Bahwa sejarah sebagai ilmu sudah jelas dasarnya, karena sejarah itu empiris, mempunyai objek, mempunyai teori, dan ada generalisasi. Sedangkan sejarah dikatakan seni karena sejarah perlu intuisi, imajinasi, emosi, dan gaya bahasa.

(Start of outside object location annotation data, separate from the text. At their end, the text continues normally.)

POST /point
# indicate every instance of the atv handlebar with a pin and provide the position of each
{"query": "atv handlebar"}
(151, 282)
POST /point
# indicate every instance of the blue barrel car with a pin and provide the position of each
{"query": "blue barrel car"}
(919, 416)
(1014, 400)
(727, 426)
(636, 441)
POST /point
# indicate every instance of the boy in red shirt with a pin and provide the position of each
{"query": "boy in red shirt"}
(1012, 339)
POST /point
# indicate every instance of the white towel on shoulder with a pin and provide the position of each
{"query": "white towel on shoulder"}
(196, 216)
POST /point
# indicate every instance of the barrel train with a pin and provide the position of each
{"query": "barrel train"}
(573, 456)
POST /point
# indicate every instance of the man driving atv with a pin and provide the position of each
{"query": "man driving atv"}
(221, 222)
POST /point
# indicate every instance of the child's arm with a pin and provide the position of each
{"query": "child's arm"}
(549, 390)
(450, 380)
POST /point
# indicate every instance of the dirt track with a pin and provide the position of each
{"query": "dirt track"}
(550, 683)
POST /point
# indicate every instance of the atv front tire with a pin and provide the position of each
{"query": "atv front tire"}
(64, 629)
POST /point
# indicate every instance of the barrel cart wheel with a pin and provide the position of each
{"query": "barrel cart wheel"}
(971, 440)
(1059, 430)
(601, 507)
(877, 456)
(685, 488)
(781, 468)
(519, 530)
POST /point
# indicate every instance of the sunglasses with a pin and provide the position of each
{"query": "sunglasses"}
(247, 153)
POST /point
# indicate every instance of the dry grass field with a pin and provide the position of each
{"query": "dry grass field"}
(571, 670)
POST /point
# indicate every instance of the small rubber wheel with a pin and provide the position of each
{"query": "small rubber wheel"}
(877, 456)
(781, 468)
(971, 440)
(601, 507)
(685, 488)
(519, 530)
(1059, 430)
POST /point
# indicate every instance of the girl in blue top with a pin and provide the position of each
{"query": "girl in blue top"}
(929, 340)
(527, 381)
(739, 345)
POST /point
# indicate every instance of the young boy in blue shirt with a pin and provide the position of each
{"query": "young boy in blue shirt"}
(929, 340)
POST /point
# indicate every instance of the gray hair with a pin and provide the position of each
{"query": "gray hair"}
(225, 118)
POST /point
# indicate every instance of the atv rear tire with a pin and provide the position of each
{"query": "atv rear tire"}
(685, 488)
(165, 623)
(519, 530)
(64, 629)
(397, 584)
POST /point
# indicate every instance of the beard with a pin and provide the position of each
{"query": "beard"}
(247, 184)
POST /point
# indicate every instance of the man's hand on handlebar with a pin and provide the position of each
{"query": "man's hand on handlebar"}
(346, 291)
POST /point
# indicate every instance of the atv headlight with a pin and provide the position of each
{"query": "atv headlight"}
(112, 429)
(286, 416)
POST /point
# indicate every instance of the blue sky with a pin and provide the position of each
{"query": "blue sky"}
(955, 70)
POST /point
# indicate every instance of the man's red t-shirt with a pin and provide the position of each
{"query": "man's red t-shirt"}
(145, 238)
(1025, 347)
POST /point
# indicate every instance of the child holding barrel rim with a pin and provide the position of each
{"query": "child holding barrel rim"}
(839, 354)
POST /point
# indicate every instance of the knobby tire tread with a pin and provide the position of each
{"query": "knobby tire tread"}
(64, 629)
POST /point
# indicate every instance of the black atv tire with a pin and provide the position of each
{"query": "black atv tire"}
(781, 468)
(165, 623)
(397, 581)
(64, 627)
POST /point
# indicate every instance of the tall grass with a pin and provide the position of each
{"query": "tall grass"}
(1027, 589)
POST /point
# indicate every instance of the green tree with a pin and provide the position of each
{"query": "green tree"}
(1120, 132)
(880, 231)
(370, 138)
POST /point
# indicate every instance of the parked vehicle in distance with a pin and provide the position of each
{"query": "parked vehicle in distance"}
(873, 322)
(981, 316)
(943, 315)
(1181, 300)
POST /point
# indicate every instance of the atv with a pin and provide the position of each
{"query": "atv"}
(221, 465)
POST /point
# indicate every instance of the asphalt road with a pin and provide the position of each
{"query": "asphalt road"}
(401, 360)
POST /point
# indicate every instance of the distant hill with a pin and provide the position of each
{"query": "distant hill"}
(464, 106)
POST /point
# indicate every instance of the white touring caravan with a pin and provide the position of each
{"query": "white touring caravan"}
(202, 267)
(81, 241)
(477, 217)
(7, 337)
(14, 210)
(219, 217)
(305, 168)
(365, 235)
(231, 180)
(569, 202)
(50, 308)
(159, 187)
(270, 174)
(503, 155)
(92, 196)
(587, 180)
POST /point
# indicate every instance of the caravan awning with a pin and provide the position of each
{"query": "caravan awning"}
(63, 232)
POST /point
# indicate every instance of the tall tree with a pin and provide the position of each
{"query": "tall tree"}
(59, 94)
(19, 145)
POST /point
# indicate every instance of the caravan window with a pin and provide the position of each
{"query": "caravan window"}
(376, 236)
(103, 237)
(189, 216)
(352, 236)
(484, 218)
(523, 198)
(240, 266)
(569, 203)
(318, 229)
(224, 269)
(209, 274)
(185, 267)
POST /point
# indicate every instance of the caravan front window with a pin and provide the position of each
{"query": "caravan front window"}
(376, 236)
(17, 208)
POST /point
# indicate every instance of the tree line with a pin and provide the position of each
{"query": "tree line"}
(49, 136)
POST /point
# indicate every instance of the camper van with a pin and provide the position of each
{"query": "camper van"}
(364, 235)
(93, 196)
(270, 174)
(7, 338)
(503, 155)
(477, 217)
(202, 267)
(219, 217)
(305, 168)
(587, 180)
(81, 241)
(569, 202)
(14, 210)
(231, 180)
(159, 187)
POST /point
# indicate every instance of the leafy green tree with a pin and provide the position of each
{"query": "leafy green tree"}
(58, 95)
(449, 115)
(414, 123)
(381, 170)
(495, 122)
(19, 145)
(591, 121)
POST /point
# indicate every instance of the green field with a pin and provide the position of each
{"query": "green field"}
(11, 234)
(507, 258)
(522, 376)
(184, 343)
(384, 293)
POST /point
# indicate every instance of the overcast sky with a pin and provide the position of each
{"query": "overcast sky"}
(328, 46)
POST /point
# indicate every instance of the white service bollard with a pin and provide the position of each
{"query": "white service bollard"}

Justru dari sinilah sebenarnya kita bisa membuat improvisasi pembelajaran sejarah yang selama ini terkesan kering dan membosankan. Tentunya tidak bisa dipungkiri bahwa ada juga guru-guru yang kreatif, tetapi bisa kita hitung dengan jari. Dengan demikian, bahwa mendekatkan seni dalam pembelajaran sejarah sebenarnya sesuatu yang hukumnya wajib. Apa dasarnya? Pertama, bahwa mengajar dalam konsep yang lebih luas adalah mendidik. Mendidik itu adalah ilmu dan seni, jadi kalau mendidik tanpa seni, dipastikan guru tersebut tak bakal berhasil. Kedua, belajar melalui seni akan lebih baik bagi pengembangan otak anak. Mengapa? Sebab selama ini pembelajaran sejarah pada anak-anak kita terpaku menggunakan otak kiri seperti menghapal, mendefinisikan, dan sebaganya. Otak kanan mereka seperti dalam berimajinasi, berimprovisasi, lebih banyak diistirahatkan dari pada dioptimalkan. Kesan sebagian masyarakat selama ini adalah bahwa pengembangan IQ itu yang terpenting. Padahal menurut berbagai survei bahwa EQ itulah yang paling besar peranannya dalam mengantar keberhasilan individu. Melalui latihan seni itulah kita bisa mengembangkan EQ. Ketiga, seni itu menyenangkan, sebab filsafat estetika itu akan menghasilkan kesimpulan indah dan jelek, dan pasti seni yang kita nikmati adalah yang indah. Sementara keindahan akan menunculkan kesenangan, dan kesenangan akan menyebabkan siswa betah belajar sejarah.
Sejarah adalah ilmu dan seni, tidak perlu malu mengakui dan khawatir bahwa sejarah akan banci. Dalam penerapan pembelajaran sejarah, kita perlu mengkomunikasikan kedua makna sejarah tersebut. Sebagai guru sejarah, tentu kita tidak memfokuskan dalam pengajaran seni. Tetapi dengan melihat unsur-unsur seni yang ada dalam sejarah, guru dapat menerapkan pembelajaran sejarah dengan memanfaatkan seni. Cara-cara yang ditempuh beragam melalui berbagai model dan metode pembelajaran. Tidak ada model yang paling cocok dan baik. Semua mempunyai kelebihan dan kekurangan. Gurulah sebagai fasilitator pembelajaran yang bertanggungjawab penggunaa model, metode, dan media apa yang paling tepat untuk pembelajaran.